2. In a large bowl, cream butter and sugar.
3. Stir in flour, baking powder, and salt. Mix well, then add vanilla and mix well again. The goal is for the dough to come together in a soft (but not sticky) ball, so you may need to add a tablespoon or two of milk. A little warning: I thought the dough wasn’t coming together well and added a tablespoon of milk, and the dough ended up being way too sticky. I needed to add quite a bit more flour to bring it back to a workable state (which turned out fine in the end, but just saying: add less milk than you think you need, if any).
4. Work the dough into a ball and set it between two sheets of wax paper. Roll it into a sheet about 1/4″ thick.
5. Using a small cup (about 1 1/2″), make rounds and set them on a parchment-lined baking sheet.
6. Using the tip of a knife, cut a smaller hole in the center of each round.
7. Bake the cookies for 10-12 minutes and let cool

For the topping:
1. Spread the coconut in a single layer on a parchment-lined baking sheet. Toast in the oven for about 20 minutes or until golden brown, stirring occasionally. (The instructions say to toast it at 300F, but that temperature started to char my coconut; I found that the lowest setting worked better in my oven.)
2. Take your caramels and put them in a microwave-safe baking dish with the salt and milk and microwave in 30-second increments, stirring in between, until smooth.
3. Fold in the toasted coconut.
4. Using an offset spatula, spread a little caramel/coconut mixture onto each cookie.

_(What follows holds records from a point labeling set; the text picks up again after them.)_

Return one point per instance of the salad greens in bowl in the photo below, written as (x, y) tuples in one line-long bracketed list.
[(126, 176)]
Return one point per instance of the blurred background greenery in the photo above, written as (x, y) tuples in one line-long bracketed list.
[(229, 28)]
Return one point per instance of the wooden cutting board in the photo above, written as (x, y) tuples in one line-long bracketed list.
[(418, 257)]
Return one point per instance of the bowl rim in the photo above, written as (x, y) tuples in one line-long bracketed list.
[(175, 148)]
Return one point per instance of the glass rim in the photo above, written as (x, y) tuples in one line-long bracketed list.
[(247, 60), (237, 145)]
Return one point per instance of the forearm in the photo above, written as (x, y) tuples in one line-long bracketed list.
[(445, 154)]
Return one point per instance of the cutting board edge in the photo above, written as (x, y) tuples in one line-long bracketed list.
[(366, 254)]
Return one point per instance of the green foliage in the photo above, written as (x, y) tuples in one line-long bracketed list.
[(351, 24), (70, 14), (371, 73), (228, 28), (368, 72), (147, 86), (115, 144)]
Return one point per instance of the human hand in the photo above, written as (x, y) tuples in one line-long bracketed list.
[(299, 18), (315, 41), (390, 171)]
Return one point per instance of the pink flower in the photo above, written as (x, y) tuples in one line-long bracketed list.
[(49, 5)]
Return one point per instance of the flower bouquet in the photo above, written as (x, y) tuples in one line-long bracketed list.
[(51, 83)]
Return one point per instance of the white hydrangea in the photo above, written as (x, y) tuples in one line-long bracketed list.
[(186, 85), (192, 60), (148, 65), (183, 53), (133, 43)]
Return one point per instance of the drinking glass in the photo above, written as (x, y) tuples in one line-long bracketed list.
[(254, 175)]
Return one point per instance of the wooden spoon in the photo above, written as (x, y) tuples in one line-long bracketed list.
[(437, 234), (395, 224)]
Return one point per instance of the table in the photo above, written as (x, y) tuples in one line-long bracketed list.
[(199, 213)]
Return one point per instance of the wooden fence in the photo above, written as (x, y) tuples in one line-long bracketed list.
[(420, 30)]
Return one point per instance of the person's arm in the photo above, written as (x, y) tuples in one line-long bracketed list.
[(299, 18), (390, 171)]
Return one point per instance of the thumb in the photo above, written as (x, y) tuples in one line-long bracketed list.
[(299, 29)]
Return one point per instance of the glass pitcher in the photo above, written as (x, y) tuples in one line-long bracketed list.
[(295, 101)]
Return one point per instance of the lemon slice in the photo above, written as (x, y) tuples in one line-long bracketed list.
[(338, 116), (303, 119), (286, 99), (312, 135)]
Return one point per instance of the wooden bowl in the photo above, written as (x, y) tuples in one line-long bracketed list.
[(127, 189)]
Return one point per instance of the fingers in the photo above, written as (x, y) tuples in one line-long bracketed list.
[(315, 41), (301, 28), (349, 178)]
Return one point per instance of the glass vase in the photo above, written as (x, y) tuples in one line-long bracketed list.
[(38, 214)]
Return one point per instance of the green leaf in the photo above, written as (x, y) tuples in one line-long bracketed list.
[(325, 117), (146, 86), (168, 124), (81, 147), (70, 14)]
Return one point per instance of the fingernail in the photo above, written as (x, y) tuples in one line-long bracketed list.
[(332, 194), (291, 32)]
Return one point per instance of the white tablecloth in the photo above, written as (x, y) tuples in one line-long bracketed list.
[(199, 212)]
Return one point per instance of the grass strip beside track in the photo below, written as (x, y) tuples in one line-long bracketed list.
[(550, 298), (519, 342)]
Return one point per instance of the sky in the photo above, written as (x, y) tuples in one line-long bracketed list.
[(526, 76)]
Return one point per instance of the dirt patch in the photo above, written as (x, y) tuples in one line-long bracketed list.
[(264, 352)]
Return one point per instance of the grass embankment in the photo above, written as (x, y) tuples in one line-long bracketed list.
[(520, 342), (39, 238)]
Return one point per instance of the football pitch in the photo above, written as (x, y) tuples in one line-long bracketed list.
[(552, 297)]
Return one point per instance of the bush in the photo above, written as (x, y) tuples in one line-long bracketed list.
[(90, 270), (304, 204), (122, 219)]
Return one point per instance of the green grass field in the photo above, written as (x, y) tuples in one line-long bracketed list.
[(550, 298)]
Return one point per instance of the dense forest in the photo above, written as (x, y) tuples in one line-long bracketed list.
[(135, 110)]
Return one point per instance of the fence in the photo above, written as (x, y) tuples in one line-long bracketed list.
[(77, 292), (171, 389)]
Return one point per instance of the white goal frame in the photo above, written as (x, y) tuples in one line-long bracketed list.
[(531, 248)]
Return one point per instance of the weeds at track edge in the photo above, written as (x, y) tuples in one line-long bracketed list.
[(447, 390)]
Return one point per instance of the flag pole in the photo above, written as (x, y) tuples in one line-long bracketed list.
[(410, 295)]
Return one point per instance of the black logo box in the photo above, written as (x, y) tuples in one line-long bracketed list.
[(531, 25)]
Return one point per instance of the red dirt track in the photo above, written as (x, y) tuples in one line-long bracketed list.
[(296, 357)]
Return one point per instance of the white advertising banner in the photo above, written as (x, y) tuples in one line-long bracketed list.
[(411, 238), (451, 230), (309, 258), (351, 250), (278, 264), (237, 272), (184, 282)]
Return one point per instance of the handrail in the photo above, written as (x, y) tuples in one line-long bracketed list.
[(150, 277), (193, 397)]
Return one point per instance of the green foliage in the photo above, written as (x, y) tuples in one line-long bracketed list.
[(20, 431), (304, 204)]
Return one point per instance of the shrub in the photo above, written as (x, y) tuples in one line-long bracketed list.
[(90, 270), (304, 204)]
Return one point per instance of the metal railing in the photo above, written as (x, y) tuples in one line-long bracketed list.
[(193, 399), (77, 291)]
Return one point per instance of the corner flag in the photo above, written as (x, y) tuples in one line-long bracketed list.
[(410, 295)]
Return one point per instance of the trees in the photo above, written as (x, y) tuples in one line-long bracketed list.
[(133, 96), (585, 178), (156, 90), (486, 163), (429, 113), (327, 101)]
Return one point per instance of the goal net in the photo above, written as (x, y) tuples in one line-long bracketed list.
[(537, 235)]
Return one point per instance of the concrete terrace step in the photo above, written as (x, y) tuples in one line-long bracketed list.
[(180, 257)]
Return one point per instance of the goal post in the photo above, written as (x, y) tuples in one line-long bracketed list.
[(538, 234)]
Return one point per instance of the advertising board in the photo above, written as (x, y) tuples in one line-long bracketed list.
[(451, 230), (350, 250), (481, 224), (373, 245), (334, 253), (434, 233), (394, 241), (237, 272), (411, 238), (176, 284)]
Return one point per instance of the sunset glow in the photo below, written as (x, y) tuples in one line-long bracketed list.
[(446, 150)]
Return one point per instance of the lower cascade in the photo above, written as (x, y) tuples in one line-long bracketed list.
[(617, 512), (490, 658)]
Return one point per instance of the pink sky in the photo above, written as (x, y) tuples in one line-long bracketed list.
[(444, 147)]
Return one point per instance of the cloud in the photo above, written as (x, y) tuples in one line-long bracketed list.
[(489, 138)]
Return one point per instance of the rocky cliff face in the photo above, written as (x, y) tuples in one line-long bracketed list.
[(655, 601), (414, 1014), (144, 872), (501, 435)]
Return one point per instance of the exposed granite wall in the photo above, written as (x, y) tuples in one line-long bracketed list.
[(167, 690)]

5 Melt the chocolate in a microwave-safe bowl (stirring at 30-second increments) until smooth. Dip the bottom of each cookie into the chocolate and let the excess drip off; set on a parchment-lined baking sheet or large plate.
6. Final step: put the rest of the melted chocolate into a Ziploc and cut a small hole in 
one corner. Drizzle the chocolate over the tops of the cookies. Let cool in the refrigerator until the chocolate is set before storing in a single layer in an airtight container.